“Priming water (flat characters)” by NISHIMURA Yumi from 20230610 to 20230702
Ritsuki Fujisaki Gallery is pleased to announce “Priming water (Flat characters),” a solo exhibition by NISHIMURA Yumi from 10th of June to 2nd of July.
NISHIMURA Yumi was born in Tokyo in 1989, and graduated her Ph.D at Kyoto City University of Arts in 2019 and has been a lecturer at Onomichi City University, Faculty of Arts and Culture, Department of Fine Arts since 2022.
This exhibition will feature recent paintings and sculptures from 2015 to 2023.
Artist’s website
https://www.yuminishimura.com/
Flat characters ⇄ risen figuratives ⇄ bumpy matière
Flat characters, part of the title of this exhibition, is a term which is proposed by Max Lüthi (1903-1991), a scholar of European folklore from Bern, Switzerland. One of his arguments in his study of fairy tales (German: Märchen) is that folk tales and nursery rhymes have a common structure that is not limited by language, region, or time period. The concept of flat characters is that the characters in fairy tales are all flat, with no unnecessary ornamentation.
They say, “He was the most beautiful young man I have ever seen,” but the detail is not specifically described, but is omitted. Similarly, it has been noted that omissions are made regarding the emotions of the characters in the fairy tale.
In the Russian fairy tale “The Snow Girl” (Снегурочка), which is quoted in the title of NISHIMURA’s work, an old childless couple raises their daughter Kasha, who is transformed from a snowman, but one day, while playing over a campfire with friends, her body melts and she disappears suddenly.
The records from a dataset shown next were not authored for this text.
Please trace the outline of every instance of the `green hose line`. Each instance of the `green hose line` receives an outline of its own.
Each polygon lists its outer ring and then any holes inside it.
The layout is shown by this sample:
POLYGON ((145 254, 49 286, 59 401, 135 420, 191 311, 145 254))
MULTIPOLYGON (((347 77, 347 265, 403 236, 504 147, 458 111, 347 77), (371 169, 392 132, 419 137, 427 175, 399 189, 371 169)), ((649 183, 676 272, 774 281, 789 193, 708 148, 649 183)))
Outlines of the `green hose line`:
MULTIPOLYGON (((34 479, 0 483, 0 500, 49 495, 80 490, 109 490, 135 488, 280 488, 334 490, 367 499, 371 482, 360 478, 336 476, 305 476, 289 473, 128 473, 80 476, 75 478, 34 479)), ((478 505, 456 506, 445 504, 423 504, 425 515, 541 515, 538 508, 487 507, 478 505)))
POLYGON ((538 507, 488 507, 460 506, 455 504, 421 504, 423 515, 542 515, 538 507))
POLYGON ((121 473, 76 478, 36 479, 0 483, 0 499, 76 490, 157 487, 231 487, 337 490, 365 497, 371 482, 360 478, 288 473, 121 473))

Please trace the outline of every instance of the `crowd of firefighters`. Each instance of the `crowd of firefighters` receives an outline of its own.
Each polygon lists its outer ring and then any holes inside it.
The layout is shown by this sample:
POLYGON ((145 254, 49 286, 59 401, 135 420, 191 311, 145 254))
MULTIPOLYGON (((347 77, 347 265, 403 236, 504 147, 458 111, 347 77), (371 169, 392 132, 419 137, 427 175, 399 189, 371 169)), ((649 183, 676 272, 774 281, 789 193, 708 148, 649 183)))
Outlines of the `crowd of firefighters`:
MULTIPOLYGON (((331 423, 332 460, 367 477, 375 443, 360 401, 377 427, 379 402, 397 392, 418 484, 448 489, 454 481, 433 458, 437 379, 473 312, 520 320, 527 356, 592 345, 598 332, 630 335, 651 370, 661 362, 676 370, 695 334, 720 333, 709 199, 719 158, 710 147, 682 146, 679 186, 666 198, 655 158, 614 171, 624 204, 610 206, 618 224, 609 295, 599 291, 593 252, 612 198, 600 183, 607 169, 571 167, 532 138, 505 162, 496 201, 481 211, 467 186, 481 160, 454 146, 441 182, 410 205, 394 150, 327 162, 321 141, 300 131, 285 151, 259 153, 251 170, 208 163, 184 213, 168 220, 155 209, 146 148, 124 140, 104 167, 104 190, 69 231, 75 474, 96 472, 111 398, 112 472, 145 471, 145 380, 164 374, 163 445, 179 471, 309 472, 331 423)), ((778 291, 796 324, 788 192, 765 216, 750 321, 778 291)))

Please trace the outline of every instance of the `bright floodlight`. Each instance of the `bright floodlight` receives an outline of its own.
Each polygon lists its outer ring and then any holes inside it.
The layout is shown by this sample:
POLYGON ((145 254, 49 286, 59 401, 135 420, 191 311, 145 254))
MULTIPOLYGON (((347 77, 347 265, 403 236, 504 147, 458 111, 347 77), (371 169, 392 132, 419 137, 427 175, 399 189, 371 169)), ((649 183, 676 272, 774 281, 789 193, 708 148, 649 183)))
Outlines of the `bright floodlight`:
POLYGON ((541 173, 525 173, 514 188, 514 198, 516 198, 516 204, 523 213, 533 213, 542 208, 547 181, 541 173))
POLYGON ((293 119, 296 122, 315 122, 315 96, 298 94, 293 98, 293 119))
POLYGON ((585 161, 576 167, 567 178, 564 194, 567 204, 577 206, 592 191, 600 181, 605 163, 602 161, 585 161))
However, the explanatory descriptions of cause and effect, the inevitability of the story, and the shifting emotions of the daughter, Kasha, are omitted.
NISHIMURA’s work is based on this omitted “in-between” for a long time. However, NISHIMURA’s main focus is not to fill in the gaps in the narrative by painting, but to develop her paintings from the existence of these “in-between” themselves. When Nishimura began working on this theme, she says, “At first I was immersed in the story, but then I gradually was primed to the painting. At the same time, some of the images, such as the human head and the buttocks of the dog, remain on the canvas as images, and her attitude of describing them as “something like coordinates” can be said to guarantee her pragmatism as a painter and the quality of the existence of the work itself.
Regarding the technique, the “1st Volume” and “2nd Volume” have different approaches. In the former, the meaning of the image is shaken and distanced from its coordinates by applying fluid paints in order to gradually return to the painting. Regarding the latter, fluid matière is used only in the early stages of the painting in order to keep the semantics and the image until the end. On the other hand, if the shaking and distancing become excessive, the coordinates are lost and “passed,” and the artist repeatedly draws new coordinates (more ambiguous than the symbolic image of the first part) and resets them again.
This variation of the two approaches is done in order to keep a spiritual and existential balance between them and inside her.
The relationship between the painting and the artist’s existence is unique, as the link of meaning emerges not from the story itself, but from the act or effect of its omission, and from the material itself, the paint. While folklore is both economical (eliminating unnecessary ornamentation) and functional (having an explicit role), Nishimura’s work confronts the opposite, materiality.
The dichotomy of the air pockets lying in “in-between” in language and the matiere composed of actual material, the structure itself is independent and has no meaning.
However, Nishimura’s existential struggle to grasp the “coordinates” amidst the turbulence creates an “in-between” between the two structures, and the painting itself rise as something figurative and ambiguous. The painting itself seems to raise something figurative and ambiguous.